Pedro empezó a preguntarse cuáles podrían ser dichas herramientas. Sería acaso su fuerza? O tal vez su inteligencia? Su alegría quizás?.
-“Las dos herramientas que tu Padre-Madre Dios te ha regalado para crezcas y te desarrolles son: la creatividad y el libre albedrío”. Le dijo Ethos con gran solemnidad.
El Maestro prosiguió:
-“A través de la creatividad tú puedes imaginar, crear y definir tu presente y tu futuro”.
Pedro sabía que lo que el Maestro le decía era muy importante, aunque en ese momento no entendía del todo el significado de sus palabras.
-“La otra clave es el libre albedrío. Sabes a lo que me refiero?”.
Pedro le respondió:
-“A que soy libre de hacer lo que quiera!”
Ethos lo miró sonriente y le dijo.
-“En cierto sentido tienes razón. Somos libres de hacer lo que queramos. Es decir, somos libres para utilizar nuestra creatividad para elevar la creación de Dios o para ir en contra de ella!. Mírate a ti por ejemplo: has decidido elevar a la creación y no lastimar a nadie. Pero mira a Paco, el ha decidido irse por el camino equivocado, creando dolor en otras personas.”
-“O sea que Paco es malo?” le preguntó Pedro a su Maestro.
-“No quiero que lo veas así” le respondió Ethos.
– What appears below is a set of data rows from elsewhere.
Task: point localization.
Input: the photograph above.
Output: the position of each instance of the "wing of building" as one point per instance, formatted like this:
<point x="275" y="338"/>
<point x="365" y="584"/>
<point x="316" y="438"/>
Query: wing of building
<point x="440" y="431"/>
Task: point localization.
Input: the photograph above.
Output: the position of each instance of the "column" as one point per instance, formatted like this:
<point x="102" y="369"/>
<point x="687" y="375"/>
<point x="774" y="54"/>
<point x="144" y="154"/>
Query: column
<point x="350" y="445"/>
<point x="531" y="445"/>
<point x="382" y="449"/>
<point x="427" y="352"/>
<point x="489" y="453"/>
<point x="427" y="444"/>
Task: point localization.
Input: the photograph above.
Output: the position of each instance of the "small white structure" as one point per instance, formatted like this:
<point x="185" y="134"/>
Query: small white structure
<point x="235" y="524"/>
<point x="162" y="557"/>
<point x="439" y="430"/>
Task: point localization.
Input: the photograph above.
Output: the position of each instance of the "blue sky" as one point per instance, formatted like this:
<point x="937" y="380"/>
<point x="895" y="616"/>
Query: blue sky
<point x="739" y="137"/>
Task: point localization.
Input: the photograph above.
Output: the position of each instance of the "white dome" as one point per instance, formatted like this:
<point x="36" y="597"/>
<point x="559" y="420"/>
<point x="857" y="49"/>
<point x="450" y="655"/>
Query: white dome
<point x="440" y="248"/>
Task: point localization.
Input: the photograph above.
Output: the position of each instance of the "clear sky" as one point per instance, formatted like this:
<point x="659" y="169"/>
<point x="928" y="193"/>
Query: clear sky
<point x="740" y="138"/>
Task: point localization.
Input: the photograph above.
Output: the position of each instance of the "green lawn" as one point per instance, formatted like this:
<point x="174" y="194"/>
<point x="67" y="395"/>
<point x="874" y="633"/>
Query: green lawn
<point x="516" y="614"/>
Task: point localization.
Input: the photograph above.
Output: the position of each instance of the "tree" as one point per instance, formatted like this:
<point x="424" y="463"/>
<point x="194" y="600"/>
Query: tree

Y prosigio:
-“No hay maldad sino ignorancia. Y tú vas a ayudar a Paco a que supere su ignorancia y deje de darle la espalda a la Luz”
-“Y qué debo hacer con las dos claves que nos has dado, Maestro?”, le dijo Pedro
-“Debes usar este conocimiento para crecer y para ayudar a que tú y otros como tú sean mejores y más felices”, le dijo Ethos.
Y siguió diciendo:
-“Piensa muy bien en lo que te he dicho. Ya tendrás la oportunidad de aplicar estas lecciones a través de tus experiencias en el Universo de Dios”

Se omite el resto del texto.